Motorola to lay off 4,000 employees globally, shrink India ops
Ailing cell phone maker Motorola Mobility will shrink its operations in India and lay off 4,000 employees worldwide as part of its restructuring efforts, a report has said.
New York: Ailing cell phone maker Motorola Mobility will shrink its operations in India and lay off 4,000 employees worldwide as part of its restructuring efforts, a report has said.
Loss-making Motorola Mobility, which has good presence in India, was acquired by Google early last year as part of the Internet major's strategy to bolster its capabilities in the Android platform -one of the widely-used mobile technologies.
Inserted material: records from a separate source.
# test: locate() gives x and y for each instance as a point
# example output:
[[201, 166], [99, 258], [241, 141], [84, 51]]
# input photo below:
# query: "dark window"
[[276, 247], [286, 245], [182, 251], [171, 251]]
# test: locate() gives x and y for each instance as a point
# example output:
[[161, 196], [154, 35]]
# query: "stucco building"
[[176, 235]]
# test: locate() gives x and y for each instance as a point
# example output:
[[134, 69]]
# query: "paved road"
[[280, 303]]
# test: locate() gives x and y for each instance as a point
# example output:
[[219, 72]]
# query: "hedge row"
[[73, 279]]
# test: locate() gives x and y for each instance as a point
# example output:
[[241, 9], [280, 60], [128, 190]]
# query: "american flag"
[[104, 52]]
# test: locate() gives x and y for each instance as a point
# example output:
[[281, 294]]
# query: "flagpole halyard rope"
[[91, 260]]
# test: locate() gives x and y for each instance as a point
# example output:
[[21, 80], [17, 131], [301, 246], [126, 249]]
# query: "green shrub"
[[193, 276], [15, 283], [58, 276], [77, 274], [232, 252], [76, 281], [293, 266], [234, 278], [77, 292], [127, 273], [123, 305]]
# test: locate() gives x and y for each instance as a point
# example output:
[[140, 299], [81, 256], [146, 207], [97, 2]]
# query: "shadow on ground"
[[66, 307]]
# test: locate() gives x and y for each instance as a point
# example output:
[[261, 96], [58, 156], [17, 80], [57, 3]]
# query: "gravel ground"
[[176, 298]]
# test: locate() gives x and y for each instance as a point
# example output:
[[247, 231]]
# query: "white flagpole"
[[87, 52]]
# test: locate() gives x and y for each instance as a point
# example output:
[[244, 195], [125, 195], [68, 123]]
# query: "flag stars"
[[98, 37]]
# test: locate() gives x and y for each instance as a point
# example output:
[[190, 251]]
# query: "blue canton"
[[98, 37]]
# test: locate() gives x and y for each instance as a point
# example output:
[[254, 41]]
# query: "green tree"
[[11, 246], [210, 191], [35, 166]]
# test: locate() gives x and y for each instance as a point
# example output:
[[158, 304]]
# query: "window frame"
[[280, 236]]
The restructuring efforts at the company are aimed at reviving its sagging fortunes. "It will shrink operations in Asia and India, and center research and development in Chicago, Sunnyvale and Beijing," Motorola's new chief executive Dennis Woodside said in an interview to the 'New York Times' yesterday.
It could not be immediately ascertained what would be the impact on India operations, including staff strength. Woodside said the company would shut one-third of its 94 offices globally and also lay off aroud 20 per cent of its total workforce.
As on June 30 this year, Google has 54,604 full-time employees worldwide, that includes 20,293 at the Motorola business.
Woodside said that one-third of 4,000 job loss would be in the US and the company plans to leave unprofitable markets, stop making low-end devices and focus on a few cellphones instead of dozens.
In addition to the coming cuts, Google has downsized Motorola management, letting go 40 percent of its vice presidents, but has also hired new senior executives, the report said.
The cuts are the first step in Google's plan to reinvent Motorola, which has fallen far behind its biggest competitors, Apple and Samsung, and to shore up its Android mobile business and expand beyond search and software into the manufacture of hardware.
The turnaround effort would also be a referendum on the management of Larry Page, Google's chief executive, whose boldest move has been the $12.5 billion acquisition. Though Google bought Motorola partly because of its more than 17,000 patents, which can help defend against challenges to the Android operating system, it also planned to use Motorola to make its own, better smartphones and tablets.